Durante essa estação, é mais comum as pessoas sofrerem crises de rinite alérgica, asma e conjuntivite, por exemplo. Por que alergias são mais comuns durante a primavera? Na primavera ocorre justamente a polinização das flores, processo de reprodução em que os grãos de pólen circulam mais pelo ar. Esse pólen pode causar reações alérgicas e desencadear rinoconjuntivite, que tem como sintomas coriza, espirros, congestão e coceira no nariz e coceira e vermelhidão nos olhos, além de crises de broncoespasmo, caracterizadas por tosse, chiado no peito e falta de ar. Principalmente na região sul do Brasil, onde as quatro estações do ano são mais definidas, esses sintomas podem ser mais frequentes nesta época do ano. Como prevenir? Como tratar?

“O pólen das flores pode causar uma sensibilização alérgica devido à formação de anticorpos específicos do tipo IgE, característico das doenças alérgicas. Quando a pessoa que já formou tais anticorpos tem novo contato com o agente causador – no caso, o pólen – os sintomas são desencadeados”, explica o Dr. Marcelo Aun, médico alergista do Hospital Samaritano. As alergias, na realidade, são uma resposta anormal e exagerada do sistema imunológico para combater agentes que, para a maioria das pessoas, não significa nenhuma ameaça – como é o caso dos ácaros, fungos, picadas de insetos, pelos de animais e até o inocente pólen, precursor de novas flores. Originária de herança genética, a alergia só é desencadeada após exposição a esses fatores ambientais – gerando novos episódios alérgicos sempre que há contato. Isso acontece especialmente porque, entre setembro e final de novembro, o tempo fica mais seco e a temperatura começa a variar de forma mais constante. Além da falta de umidade do ar, os gases tóxicos e poluentes tendem a se concentrar no ar, uma vez que não conseguem se dispersar na atmosfera. Além disso, a estação é caracterizada pela intensificação da presença de pólens no ar, devido ao início no processo de polinização das plantas. Os grãos de pólen, que são estruturas masculinas de reprodução, são transportados até as partes femininas das flores pelo ar. Quando esse ar é inalado, o pólen entra em contato com a mucosa do nariz e as pessoas com predisposição à alergia têm reações como tosse constante, garganta seca, irritação dos olhos, coceira no nariz, coriza, espirros e congestão nasal, sem mencionar a queda na imunidade, uma vez que o sistema imunológico está concentrando suas energias em combater a invasão. O diagnóstico da alergia ao pólen é realizado por meio de um exame de sangue para avaliar a quantidade de IgE específica e outros testes feitos diretamente na pele.

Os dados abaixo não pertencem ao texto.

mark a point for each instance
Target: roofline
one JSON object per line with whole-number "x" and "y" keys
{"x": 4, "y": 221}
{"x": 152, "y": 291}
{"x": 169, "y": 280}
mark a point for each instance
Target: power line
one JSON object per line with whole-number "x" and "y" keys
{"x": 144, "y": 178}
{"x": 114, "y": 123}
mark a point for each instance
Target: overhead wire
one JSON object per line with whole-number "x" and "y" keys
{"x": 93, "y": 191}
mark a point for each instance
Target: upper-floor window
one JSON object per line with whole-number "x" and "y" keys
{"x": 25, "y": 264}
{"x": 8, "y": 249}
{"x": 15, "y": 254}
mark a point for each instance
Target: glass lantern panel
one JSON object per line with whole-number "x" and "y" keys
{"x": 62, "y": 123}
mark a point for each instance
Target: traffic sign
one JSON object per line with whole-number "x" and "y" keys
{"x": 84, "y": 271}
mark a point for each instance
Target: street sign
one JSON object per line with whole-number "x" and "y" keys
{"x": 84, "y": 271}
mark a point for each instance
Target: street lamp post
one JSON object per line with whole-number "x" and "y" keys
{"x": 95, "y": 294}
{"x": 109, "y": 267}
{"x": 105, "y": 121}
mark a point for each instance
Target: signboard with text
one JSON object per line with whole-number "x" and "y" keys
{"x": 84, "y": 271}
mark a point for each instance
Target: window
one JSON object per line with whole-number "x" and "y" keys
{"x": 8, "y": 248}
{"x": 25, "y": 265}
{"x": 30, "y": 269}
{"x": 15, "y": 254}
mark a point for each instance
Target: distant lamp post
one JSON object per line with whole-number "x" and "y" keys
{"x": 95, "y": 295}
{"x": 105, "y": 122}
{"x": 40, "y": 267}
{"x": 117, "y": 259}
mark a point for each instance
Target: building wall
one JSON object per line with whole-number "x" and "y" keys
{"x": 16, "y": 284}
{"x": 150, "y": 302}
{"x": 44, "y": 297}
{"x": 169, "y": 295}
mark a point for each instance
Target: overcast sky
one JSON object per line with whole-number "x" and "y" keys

Como se prevenir contra as alergias da primavera

Algumas medidas são eficientes na prevenção desse lado incômodo da primavera.

Fazer um teste: qual é o alérgeno que está produzindo tanta reação? A evolução dos testes cutâneos e de outros métodos de diagnóstico tem permitido quantificar de forma precisa e eficaz a intensidade de cada sensibilização. Essa quantificação dá aos médicos um elemento importante para a prescrição de vacinas para a alergia. Aliás, o desenvolvimento de novas vacinas tem permitido encontrar esquemas mais confortáveis para o doente, além de mais eficazes e seguros, sempre com o objetivo de controlar a evolução da doença, de minimizar as queixas e a dependência de medicamentos.

Beber bastante água: o recomendado é dois litros por dia. A água é grande aliada na fluidificação de todas as secreções do corpo, inclusive as do nariz.

Manter a casa sempre limpa, evitando o acúmulo de poeira, mofo e contato com pelos de animais, insetos, ácaros. A roupa de cama deve ser trocada e lavada semanalmente. Fronhas e capas de colchão antiácaros são recomendadas. Carpetes devem ser substituídos por outros tipos de piso, nada de tapetes no quarto; em vez de cortinas, persianas - limpas semanalmente.

Fechar as janelas para evitar a entrada dos pólens, especialmente pela manhã, no fim de tarde e quando há vento – períodos em que a dispersão de pólen se intensifica.

Lavar o nariz com soro fisiológico contribui para a diminuição do incômodo.